Freidhager: Ja, aber wissen Sie, wie viele Leute es gibt, die sagen: „Ach Gott, das hat es ja schon immer gegeben. Es hat Eiszeiten und Wärmezeiten gegeben ...“

Matulla: Ich höre das auch so oft in Diskussionen. Wenn wir über die Menschheit sprechen, dann reden wir von einem Zeitraum ... Was hat die Menschheit bis jetzt erlebt? Der Temperaturunterschied zwischen Eiszeiten und Warmzeiten beträgt global 10 °C. Oft wird gesagt, 2 °C, das ist doch egal, da gehe ich früher baden. Nein! 2 °C global gesehen ist ein Fünftel des Weges zwischen den beiden Extrempositionen, die unser Planet für den Homo sapiens kennt. ... Das ist nicht ein Bisschen, sondern extrem viel.

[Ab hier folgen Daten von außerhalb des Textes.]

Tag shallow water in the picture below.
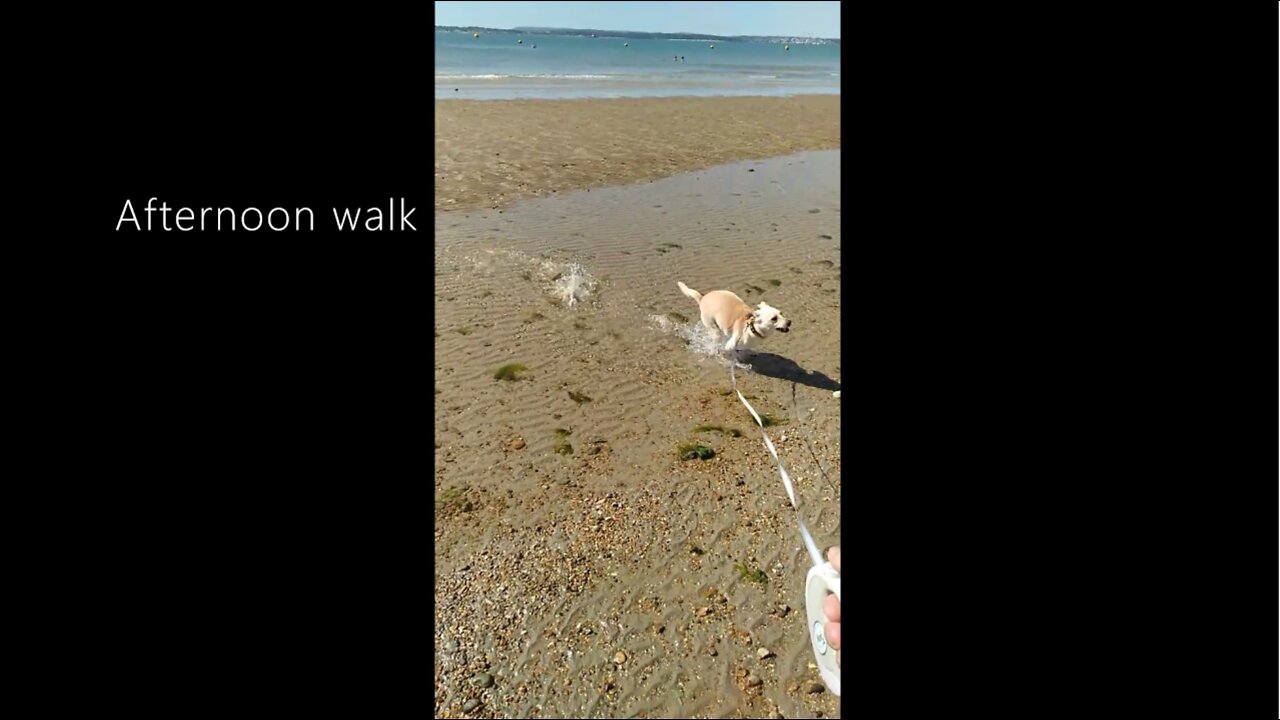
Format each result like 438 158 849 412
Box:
435 31 840 100
435 151 841 717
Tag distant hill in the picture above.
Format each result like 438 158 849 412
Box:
435 26 840 45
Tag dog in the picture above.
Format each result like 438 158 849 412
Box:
676 281 791 351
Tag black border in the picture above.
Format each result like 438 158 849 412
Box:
24 5 1274 714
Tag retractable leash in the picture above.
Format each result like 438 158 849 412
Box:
728 359 840 697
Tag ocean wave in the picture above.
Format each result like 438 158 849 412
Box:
435 73 613 79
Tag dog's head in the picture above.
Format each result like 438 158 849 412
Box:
751 302 791 336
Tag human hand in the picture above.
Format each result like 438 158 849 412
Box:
822 544 840 667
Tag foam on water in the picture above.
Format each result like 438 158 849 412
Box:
543 261 596 307
649 315 751 370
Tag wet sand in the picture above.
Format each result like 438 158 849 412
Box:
434 142 841 717
435 95 840 211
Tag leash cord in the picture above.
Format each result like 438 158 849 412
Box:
728 359 823 566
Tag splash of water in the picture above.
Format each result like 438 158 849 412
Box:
541 261 596 307
649 315 751 370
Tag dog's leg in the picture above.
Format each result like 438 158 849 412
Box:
703 315 719 340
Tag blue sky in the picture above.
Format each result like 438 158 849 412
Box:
435 1 840 38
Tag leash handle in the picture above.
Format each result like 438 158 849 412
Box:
805 562 844 697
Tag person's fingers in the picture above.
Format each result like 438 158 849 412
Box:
822 614 840 650
822 594 840 623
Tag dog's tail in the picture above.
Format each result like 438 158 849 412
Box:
676 281 703 302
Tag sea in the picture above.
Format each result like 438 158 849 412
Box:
435 29 840 100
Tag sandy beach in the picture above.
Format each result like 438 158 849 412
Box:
434 96 841 717
435 95 840 211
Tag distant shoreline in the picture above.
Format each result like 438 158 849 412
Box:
435 26 840 45
435 95 840 213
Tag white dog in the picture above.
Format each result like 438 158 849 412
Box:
676 281 791 351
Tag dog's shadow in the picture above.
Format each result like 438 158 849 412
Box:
744 352 840 391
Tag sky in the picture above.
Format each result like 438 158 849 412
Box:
435 0 840 38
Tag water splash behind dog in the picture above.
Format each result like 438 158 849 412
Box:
543 263 596 307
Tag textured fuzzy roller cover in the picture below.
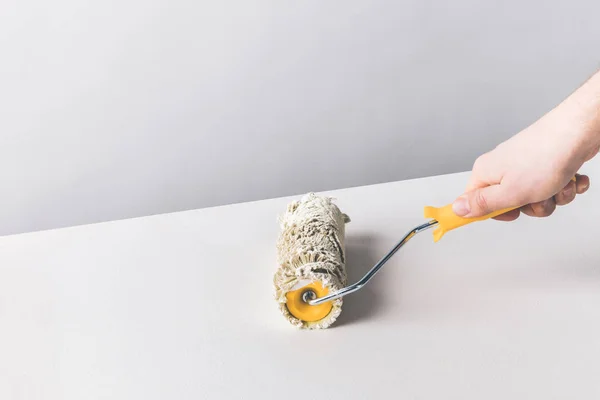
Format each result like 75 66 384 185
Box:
274 193 350 329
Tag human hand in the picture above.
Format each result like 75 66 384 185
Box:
453 103 598 221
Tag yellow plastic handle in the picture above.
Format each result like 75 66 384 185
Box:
424 177 577 242
424 204 518 242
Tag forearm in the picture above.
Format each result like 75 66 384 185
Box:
553 71 600 161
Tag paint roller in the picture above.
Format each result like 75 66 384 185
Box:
274 178 575 329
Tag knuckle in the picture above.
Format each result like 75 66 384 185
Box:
474 190 489 212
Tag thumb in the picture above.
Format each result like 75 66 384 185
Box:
452 185 512 218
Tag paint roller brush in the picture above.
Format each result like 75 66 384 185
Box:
274 178 575 329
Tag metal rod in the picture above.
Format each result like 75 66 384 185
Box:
308 219 438 306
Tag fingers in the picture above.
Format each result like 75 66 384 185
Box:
452 185 511 218
521 198 556 218
494 208 521 222
575 174 590 194
554 181 577 206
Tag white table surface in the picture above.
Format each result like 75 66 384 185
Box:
0 163 600 400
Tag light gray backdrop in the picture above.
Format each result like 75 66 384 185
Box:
0 0 600 234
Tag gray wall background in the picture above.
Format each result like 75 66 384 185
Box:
0 0 600 234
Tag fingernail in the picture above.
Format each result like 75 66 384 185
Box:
452 197 471 217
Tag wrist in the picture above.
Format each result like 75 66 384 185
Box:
554 72 600 164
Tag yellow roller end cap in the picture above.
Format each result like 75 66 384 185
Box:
285 281 333 322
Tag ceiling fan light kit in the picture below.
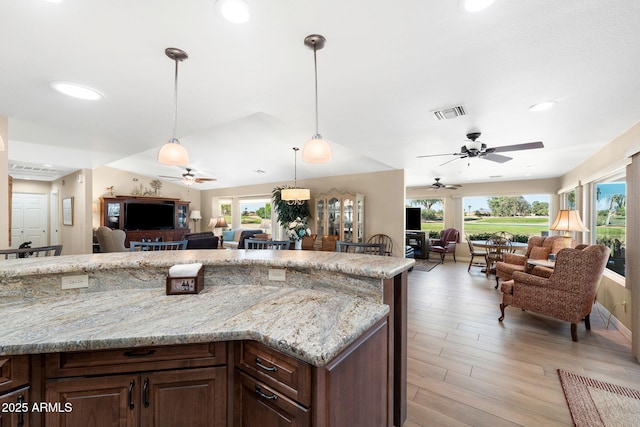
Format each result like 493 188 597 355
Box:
158 47 189 166
302 34 331 163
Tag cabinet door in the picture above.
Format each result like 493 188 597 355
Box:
45 375 140 427
234 371 310 427
140 367 227 427
0 387 31 427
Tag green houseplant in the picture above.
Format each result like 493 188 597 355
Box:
271 185 311 227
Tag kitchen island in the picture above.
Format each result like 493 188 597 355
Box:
0 250 413 425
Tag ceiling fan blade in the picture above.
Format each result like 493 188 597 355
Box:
440 156 468 166
481 153 513 163
487 141 544 153
416 153 460 159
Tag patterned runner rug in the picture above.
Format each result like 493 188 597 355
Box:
558 369 640 427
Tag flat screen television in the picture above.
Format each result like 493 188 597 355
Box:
124 202 175 230
405 208 422 231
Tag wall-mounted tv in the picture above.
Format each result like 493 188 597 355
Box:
405 208 422 231
124 202 175 230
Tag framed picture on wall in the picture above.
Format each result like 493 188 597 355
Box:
62 197 73 225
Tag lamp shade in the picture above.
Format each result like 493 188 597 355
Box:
302 134 331 163
215 215 228 228
280 188 311 201
158 139 189 166
549 209 589 232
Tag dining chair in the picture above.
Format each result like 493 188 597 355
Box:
129 240 189 252
244 239 291 251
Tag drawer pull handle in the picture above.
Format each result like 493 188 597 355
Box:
16 394 24 427
256 384 278 400
128 380 136 409
142 378 149 408
256 357 278 372
124 350 156 357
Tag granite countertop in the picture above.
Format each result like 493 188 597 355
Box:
0 250 414 366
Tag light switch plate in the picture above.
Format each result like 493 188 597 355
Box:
269 268 287 282
62 274 89 289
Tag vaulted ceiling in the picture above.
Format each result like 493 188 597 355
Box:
0 0 640 189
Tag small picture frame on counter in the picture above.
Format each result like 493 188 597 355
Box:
166 266 204 295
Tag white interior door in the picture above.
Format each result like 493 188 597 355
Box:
11 193 49 248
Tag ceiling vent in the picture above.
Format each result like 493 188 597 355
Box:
431 105 467 120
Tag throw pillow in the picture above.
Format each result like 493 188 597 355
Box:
529 246 549 259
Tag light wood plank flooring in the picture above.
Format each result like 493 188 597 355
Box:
404 260 640 427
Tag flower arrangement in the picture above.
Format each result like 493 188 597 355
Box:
287 217 311 240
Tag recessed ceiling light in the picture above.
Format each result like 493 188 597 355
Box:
49 81 104 101
458 0 494 13
216 0 251 24
529 101 556 111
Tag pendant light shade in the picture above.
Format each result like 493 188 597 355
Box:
158 47 189 166
280 147 311 205
302 34 331 163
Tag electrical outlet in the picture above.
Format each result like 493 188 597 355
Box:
62 274 89 289
269 268 287 282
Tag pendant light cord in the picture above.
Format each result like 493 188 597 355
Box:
171 58 180 142
313 44 320 135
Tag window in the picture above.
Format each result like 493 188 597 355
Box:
592 174 627 276
463 194 549 243
405 199 444 238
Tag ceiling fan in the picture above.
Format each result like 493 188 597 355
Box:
418 132 544 166
158 168 217 187
431 178 462 190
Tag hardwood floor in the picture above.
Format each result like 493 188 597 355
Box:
404 260 640 427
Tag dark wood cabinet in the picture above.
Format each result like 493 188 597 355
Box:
44 342 227 427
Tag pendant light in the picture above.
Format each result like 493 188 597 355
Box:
158 47 189 166
302 34 331 163
280 147 311 205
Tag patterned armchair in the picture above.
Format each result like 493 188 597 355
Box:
496 236 564 289
427 228 460 262
498 245 609 341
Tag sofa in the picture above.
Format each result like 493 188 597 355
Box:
222 228 264 249
183 231 220 249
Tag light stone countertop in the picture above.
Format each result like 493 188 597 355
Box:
0 250 414 366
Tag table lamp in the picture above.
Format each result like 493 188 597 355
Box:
549 209 589 248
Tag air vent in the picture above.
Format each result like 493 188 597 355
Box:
431 105 467 120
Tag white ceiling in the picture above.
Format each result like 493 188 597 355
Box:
0 0 640 189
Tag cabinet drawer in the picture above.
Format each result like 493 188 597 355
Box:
46 342 227 378
235 341 311 407
234 370 311 427
0 356 29 393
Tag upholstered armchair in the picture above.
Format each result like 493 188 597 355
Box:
496 236 564 289
427 228 460 262
498 245 609 341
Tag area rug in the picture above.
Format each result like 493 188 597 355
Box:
413 259 442 271
558 369 640 427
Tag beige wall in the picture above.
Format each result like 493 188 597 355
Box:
0 116 11 248
202 170 404 256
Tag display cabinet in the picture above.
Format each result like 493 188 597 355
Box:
314 189 364 243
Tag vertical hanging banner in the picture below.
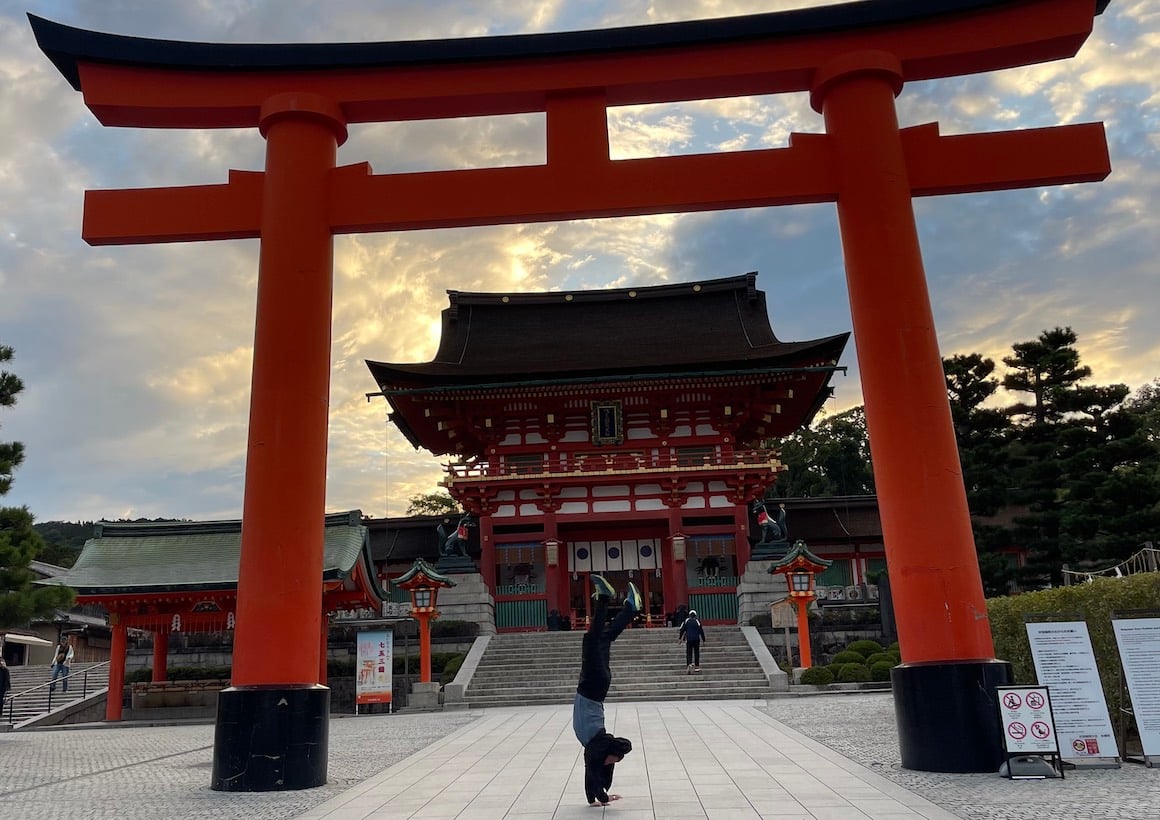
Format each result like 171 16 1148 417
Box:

Freidhager: In einer Diskussion wurde einmal gesagt: „Wegen ein, zwei Grad regt man sich so auf. Dann hat es im Sommer statt 28 halt 30 °C, das ist doch völlig egal.“ Meine Frage an diese Person war dann: „Was ist unsere Körpertemperatur? 37 °C? Okay, dann tun wir zwei Grad dazu. Was ist dann? Wie nennt man das dann? Und wenn man vier Grad dazutut? Dann können wir ein Kreuz machen.“

Simons: Vielen mag es noch nicht bewusst sein, obwohl es Tatsache ist: Der große Unterschied zu klimatischen Veränderungen, die es schon immer gegeben hat, ist „die große Beschleunigung – the great acceleration“ mit der wir es seit den 1960er-, seit den 1970er-Jahren zu tun haben. Es haben sich die Naturinanspruchnahme, die Emissionen, die intensive Nutzung, die Weltbevölkerung, der Flächenverbrauch, die Förderung und Nutzung fossiler Rohstoffe in den letzten fünf, sechs Jahrzehnten in einem noch nie dagewesenen Ausmaß beschleunigt. Und damit auch der Anstieg der globalen Temperatur. Wir haben das in dieser großen Geschwindigkeit noch nicht gesehen.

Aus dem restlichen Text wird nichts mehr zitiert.